Losing someone special is never easy. While the people may tell you the pain will go away with time, it doesn’t. You just learn how to live with this pain forever. Expressing how she is going through the ‘life and death experience of her husband Irrfan Khan, Sutapa recently shared a heart-breaking poem by Louise Gluck, who won the Nobel Prize in Literature earlier today.
Sutapa shared a photo of Irrfan’s grave in Mumbai, which was decorated with roses along with this poem.

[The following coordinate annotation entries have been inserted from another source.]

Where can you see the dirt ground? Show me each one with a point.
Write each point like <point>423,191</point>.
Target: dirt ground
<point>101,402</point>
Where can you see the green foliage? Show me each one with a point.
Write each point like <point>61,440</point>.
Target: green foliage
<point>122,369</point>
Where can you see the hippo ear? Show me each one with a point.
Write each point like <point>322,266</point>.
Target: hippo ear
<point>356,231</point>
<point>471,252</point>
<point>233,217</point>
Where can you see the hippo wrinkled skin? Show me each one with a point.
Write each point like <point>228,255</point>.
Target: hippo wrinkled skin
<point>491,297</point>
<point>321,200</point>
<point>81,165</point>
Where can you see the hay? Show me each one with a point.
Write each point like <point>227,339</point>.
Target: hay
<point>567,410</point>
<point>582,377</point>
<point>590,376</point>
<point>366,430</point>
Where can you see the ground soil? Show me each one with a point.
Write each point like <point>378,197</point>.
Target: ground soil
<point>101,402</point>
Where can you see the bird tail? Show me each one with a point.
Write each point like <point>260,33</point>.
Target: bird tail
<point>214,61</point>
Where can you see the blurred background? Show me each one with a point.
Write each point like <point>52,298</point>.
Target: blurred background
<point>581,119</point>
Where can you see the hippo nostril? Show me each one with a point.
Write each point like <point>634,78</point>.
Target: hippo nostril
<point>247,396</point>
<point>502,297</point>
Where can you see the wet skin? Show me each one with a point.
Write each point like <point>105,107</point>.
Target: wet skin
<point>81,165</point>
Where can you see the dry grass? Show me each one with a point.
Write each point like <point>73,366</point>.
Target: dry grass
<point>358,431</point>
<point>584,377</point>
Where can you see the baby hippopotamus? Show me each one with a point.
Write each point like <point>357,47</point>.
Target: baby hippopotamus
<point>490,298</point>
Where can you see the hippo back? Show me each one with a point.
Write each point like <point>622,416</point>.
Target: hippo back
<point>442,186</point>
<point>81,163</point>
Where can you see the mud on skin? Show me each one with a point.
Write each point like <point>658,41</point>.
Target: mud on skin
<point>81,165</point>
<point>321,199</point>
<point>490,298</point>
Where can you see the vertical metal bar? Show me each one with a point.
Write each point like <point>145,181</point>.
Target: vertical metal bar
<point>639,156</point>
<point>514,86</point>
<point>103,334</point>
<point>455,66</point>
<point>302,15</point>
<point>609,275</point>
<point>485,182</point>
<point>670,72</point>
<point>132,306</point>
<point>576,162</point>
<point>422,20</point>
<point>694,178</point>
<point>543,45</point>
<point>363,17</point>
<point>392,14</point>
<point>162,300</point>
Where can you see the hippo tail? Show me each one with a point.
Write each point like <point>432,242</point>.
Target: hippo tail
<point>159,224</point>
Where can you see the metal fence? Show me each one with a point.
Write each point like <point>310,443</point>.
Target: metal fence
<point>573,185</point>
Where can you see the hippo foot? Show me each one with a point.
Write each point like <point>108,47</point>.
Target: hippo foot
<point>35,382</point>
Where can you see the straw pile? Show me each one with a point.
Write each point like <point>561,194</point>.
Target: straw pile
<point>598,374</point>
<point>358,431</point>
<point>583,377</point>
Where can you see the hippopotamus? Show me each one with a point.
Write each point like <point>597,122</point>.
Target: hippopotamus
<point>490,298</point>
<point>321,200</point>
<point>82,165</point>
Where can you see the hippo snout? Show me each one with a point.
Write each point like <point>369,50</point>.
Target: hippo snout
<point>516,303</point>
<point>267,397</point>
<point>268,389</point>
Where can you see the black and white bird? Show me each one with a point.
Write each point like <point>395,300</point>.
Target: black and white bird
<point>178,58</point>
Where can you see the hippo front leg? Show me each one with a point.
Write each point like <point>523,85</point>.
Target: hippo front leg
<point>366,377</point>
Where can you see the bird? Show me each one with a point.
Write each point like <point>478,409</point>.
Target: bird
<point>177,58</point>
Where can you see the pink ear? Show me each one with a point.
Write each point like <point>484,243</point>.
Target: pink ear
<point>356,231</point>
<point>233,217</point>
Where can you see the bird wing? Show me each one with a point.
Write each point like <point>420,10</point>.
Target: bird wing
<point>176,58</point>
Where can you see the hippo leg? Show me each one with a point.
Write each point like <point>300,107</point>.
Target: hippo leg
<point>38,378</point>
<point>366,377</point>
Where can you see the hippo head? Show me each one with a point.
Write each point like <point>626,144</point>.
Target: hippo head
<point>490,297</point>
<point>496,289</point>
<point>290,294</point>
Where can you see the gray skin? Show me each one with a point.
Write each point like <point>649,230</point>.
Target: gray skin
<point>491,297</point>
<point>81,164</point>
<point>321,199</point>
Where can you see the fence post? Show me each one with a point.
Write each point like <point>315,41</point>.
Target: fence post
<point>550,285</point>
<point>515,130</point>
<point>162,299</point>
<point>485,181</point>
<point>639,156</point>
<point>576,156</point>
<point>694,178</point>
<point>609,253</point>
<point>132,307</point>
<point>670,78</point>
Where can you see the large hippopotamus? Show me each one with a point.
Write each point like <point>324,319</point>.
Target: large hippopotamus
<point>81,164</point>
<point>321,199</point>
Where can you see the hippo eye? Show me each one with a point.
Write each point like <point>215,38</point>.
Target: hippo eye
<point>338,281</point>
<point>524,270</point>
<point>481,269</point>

The beautiful lines reflect on the deep anguish that a widow suffers and what goes in her mind when she has to deal with the irreparable loss in her life.
Here are the beautiful lines from the poem ‘A Fantasy’ by Louise Gluck
I’ll tell you something: every day
people are dying. And that’s just the beginning.
Every day, in funeral homes, new widows are born,
new orphans. They sit with their hands folded,
trying to decide about this new life.
Then they’re in the cemetery, some of them
for the first time. They’re frightened of crying,
sometimes of not crying. Someone leans over,
tells them what to do next, which might mean
saying a few words, sometimes
throwing dirt in the open grave.
And after that, everyone goes back to the house,
which is suddenly full of visitors.
The widow sits on the couch, very stately,
so people line up to approach her,
sometimes take her hand, sometimes embrace her.
She finds something to say to everbody,
thanks them, thanks them for coming.
In her heart, she wants them to go away.
She wants to be back in the cemetery,
back in the sickroom, the hospital. She knows
it isn’t possible. But it’s her only hope,
the wish to move backward. And just a little,
not so far as the marriage, the first kiss.
Isn’t it heart-touching?
At IFOHER, we pray for strength for every person, who lost their life partner and bearing the pain in their heart forever.